Today's passage is Job 14.
Job continues his one way talk to God. Since man lives such a short and hard life, he says, why doesn't God just leave him alone? When a man dies, that's it, unlike a cut down tree, which can sprout again. Job says he wants to be hidden in a grave until God's anger passes. He will wait for his renewal when God finally answers him. Then his sins will be remembered no more, but meanwhile all is hardship, pain and mourning.
Although Job paints a dismal picture of life, he has hope for justification of his complaint about unfair treatment. Job does not stop talking to God.
He doesn't give up his search for God because God is the only one who can give him the answer he seeks.

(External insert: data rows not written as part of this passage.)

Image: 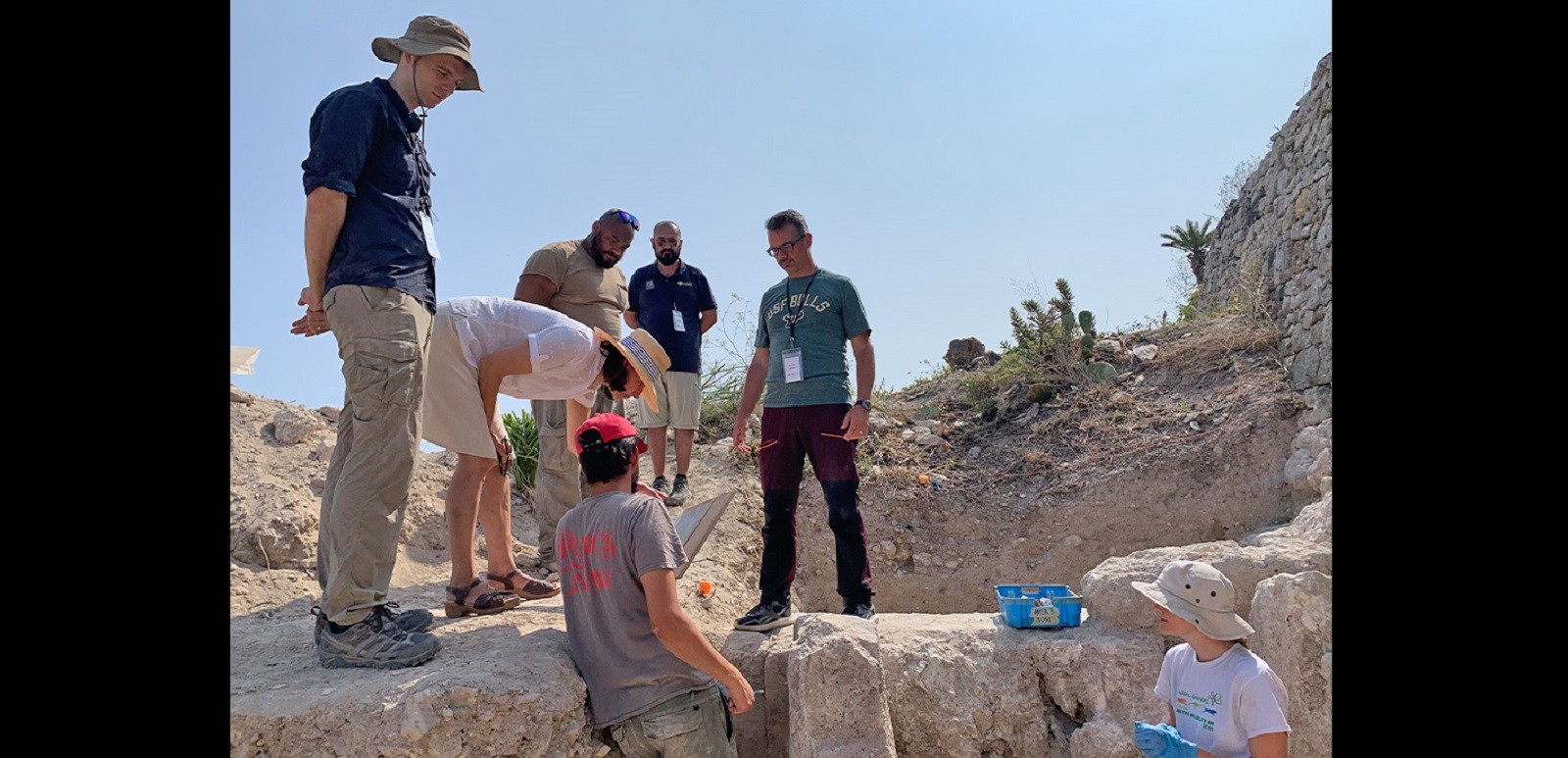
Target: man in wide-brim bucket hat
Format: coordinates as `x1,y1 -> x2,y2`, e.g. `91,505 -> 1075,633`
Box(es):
370,16 -> 484,91
288,7 -> 480,669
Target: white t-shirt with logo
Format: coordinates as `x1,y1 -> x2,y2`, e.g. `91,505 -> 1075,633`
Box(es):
1154,642 -> 1291,758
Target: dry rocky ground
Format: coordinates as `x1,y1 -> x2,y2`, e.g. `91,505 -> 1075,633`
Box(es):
229,317 -> 1331,756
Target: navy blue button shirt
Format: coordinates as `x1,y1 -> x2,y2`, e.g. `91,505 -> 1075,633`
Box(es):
625,261 -> 718,374
300,76 -> 436,312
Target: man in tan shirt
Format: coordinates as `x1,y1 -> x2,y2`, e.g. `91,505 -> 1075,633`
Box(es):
513,209 -> 641,573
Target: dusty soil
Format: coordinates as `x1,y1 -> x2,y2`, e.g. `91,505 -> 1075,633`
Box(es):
229,310 -> 1312,692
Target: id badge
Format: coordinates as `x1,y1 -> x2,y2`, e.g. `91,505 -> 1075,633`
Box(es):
784,347 -> 806,384
418,214 -> 441,261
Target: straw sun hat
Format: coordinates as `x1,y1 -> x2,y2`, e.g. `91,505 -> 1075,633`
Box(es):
593,327 -> 669,413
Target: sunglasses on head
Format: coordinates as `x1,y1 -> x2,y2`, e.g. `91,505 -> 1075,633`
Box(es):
604,209 -> 643,232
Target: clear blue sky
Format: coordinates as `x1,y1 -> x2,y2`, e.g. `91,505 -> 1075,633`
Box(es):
229,0 -> 1333,420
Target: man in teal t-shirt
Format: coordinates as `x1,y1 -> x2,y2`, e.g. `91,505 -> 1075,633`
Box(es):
731,210 -> 876,631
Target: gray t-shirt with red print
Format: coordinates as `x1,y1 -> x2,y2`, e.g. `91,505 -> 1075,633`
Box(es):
555,493 -> 713,729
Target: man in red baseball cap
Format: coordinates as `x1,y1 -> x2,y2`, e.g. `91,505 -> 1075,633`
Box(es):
555,413 -> 755,756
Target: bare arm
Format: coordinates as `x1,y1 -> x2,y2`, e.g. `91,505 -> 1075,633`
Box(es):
729,347 -> 768,452
288,186 -> 348,337
641,568 -> 753,714
839,329 -> 876,439
512,273 -> 557,308
1242,732 -> 1291,758
566,393 -> 591,452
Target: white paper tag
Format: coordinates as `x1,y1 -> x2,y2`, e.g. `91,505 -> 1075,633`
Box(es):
418,214 -> 441,261
784,347 -> 806,384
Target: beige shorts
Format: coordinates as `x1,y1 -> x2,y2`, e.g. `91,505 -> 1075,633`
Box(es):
625,371 -> 703,429
423,303 -> 500,458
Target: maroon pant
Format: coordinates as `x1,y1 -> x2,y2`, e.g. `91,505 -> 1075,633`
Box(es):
758,403 -> 872,604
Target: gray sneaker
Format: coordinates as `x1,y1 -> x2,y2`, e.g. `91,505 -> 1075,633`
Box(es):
664,474 -> 690,509
316,606 -> 441,669
311,601 -> 436,645
735,601 -> 795,631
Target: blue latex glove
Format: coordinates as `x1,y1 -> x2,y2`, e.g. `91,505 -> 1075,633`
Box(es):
1132,722 -> 1198,758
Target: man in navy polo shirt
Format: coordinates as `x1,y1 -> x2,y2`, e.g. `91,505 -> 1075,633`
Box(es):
624,222 -> 718,507
290,16 -> 480,669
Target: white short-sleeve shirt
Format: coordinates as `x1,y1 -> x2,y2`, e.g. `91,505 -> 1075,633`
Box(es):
1154,642 -> 1291,758
449,295 -> 604,408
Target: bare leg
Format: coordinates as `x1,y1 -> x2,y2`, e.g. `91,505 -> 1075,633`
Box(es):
480,462 -> 517,576
447,452 -> 496,587
645,427 -> 670,479
670,429 -> 696,476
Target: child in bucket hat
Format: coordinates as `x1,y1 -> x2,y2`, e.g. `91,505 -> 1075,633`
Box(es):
1132,560 -> 1291,758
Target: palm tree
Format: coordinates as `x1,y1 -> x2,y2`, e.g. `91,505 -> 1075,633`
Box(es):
1160,217 -> 1213,284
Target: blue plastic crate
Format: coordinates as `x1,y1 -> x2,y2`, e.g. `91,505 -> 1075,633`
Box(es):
996,583 -> 1084,630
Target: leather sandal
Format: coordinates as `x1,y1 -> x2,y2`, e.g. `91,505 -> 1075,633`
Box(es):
484,568 -> 562,599
445,580 -> 522,619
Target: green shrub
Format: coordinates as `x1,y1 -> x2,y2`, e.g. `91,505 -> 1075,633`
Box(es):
500,411 -> 539,494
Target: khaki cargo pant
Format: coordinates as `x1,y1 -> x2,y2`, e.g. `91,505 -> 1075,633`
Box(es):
316,284 -> 431,625
531,392 -> 625,564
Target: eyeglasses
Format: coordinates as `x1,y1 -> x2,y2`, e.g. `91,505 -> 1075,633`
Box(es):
768,233 -> 806,257
604,207 -> 643,232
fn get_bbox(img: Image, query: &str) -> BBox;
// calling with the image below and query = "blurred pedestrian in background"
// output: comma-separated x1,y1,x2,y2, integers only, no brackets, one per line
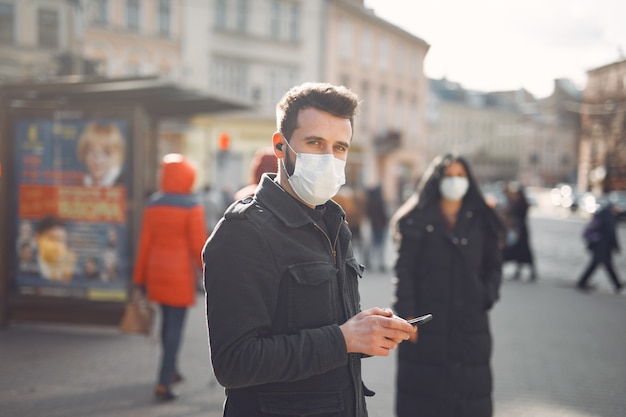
233,146,278,201
133,154,207,401
198,184,230,236
365,185,389,272
502,182,537,281
577,203,624,293
391,154,504,417
204,83,416,417
333,184,367,259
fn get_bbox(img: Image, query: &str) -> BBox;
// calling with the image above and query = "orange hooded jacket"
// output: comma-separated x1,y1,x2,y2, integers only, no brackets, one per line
133,154,207,307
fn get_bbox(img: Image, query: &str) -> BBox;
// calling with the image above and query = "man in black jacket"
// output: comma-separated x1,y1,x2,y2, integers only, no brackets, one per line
203,83,417,417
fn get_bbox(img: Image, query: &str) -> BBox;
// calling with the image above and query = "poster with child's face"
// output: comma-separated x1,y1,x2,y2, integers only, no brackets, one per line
13,119,130,301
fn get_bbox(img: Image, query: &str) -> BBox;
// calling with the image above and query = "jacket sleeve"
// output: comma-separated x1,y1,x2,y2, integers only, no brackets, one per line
482,223,502,310
394,222,422,318
133,209,153,285
187,205,207,271
203,219,348,388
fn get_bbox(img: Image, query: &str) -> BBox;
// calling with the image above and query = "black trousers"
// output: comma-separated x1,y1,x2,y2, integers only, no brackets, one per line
578,254,622,290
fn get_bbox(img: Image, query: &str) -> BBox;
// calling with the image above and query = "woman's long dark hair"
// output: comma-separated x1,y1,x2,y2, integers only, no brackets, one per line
391,153,504,236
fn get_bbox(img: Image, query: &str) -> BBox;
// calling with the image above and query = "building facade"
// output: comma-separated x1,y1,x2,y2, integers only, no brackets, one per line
0,0,78,82
428,79,580,186
427,79,528,183
321,0,429,208
578,59,626,195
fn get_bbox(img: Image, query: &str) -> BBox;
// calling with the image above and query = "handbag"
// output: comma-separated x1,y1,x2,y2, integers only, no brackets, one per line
119,290,154,335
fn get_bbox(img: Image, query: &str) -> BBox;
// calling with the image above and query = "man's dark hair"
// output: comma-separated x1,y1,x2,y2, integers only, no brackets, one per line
276,83,359,140
35,216,65,234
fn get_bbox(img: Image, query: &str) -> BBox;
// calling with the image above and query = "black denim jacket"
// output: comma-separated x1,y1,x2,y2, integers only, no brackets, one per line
203,175,367,417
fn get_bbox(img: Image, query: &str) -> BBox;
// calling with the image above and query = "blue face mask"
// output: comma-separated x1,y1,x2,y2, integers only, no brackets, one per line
283,141,346,206
439,177,469,201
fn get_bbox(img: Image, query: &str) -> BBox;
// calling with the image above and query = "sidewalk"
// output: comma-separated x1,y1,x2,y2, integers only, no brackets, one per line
0,201,626,417
0,296,223,417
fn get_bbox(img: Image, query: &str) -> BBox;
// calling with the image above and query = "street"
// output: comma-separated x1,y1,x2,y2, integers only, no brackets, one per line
0,203,626,417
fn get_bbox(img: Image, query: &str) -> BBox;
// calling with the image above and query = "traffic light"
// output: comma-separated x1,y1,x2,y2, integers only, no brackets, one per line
217,132,230,151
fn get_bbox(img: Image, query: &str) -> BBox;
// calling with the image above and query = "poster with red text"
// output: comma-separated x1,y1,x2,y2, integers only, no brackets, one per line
14,119,130,301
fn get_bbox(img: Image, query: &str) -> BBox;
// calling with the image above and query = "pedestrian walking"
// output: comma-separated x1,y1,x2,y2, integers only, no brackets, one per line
365,185,389,272
133,154,207,401
333,184,366,259
502,182,537,282
392,154,504,417
576,203,624,293
231,146,277,202
203,83,416,417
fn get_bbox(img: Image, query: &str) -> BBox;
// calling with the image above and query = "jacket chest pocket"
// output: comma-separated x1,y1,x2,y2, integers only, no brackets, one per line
287,262,339,332
259,392,344,417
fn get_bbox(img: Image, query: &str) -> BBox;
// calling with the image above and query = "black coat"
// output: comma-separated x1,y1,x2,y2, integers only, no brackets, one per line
503,200,533,264
394,203,502,417
204,175,367,417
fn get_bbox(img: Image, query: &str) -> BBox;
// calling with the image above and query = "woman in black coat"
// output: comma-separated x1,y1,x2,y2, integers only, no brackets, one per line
392,154,504,417
503,184,537,281
576,203,624,293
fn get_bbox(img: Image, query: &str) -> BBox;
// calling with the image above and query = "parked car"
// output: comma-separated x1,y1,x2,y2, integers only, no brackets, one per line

Job refuses to curse God and die.
Instead, he uses his circumstances to reflect on life, reflect on God, and demand an answer to his predicament.
Unlike Job, I gave up on God after years of getting no answer, at least the answer I wanted or was prepared to accept.
I wanted my fantasy life of new wife, new family, and restored career in Carolina back. Living alone in Siheung and helping to make the first English Village was a far cry from what I had had four years earlier.
It was better than living alone at the YMCA with no job, but not what I wanted, not what I felt I deserved.
Unlike Job, I stopped fighting God, at least for a while.
I just didn't have the energy to keep it up.
God didn't give up on me, though. He sent me the gentlest messenger in the world, a co-worker with seemingly unshakeable faith who thought my faith was leagues beyond his!
This young man was often the butt of other teachers' jokes because of his integrity of faith.
But every day with his gentle voice and manner he would engage me in God's word.
I had stopped reading the Bible myself, so he became the Word.
I didn't realize what was going on.
No surprise there because my major is being blind.
This man became my friend. We met mostly at work because he had a long commute from Seoul to Daebudo in Siheung.
He lived a hard life but never once did I hear him complain. I was the complainer.
I didn't start arguing with God again until I met my wife and heard the Lord's call to love her.
Between my giving up on God and then his re-entry into my life through my wife, my gentle friend 김기영 was God's answer to my years of angry, despairing complaint.
I just never saw it until right now, today.
Job didn't see God in his friends' rebuking of him either, as Pastor Kim pointed out.
There's a certain blindness to reality when you're full of complaint.
I'm an ongoing testimony to that. Blindness is my major.
Lord, let me not be blind and deaf to you. Let me not insist that your revelation must come in the way I say it should. Make me a balanced man, I pray, for I've failed to do it on my own these past 63 years. My hope is that your work in me will make me who I need to be for your glory.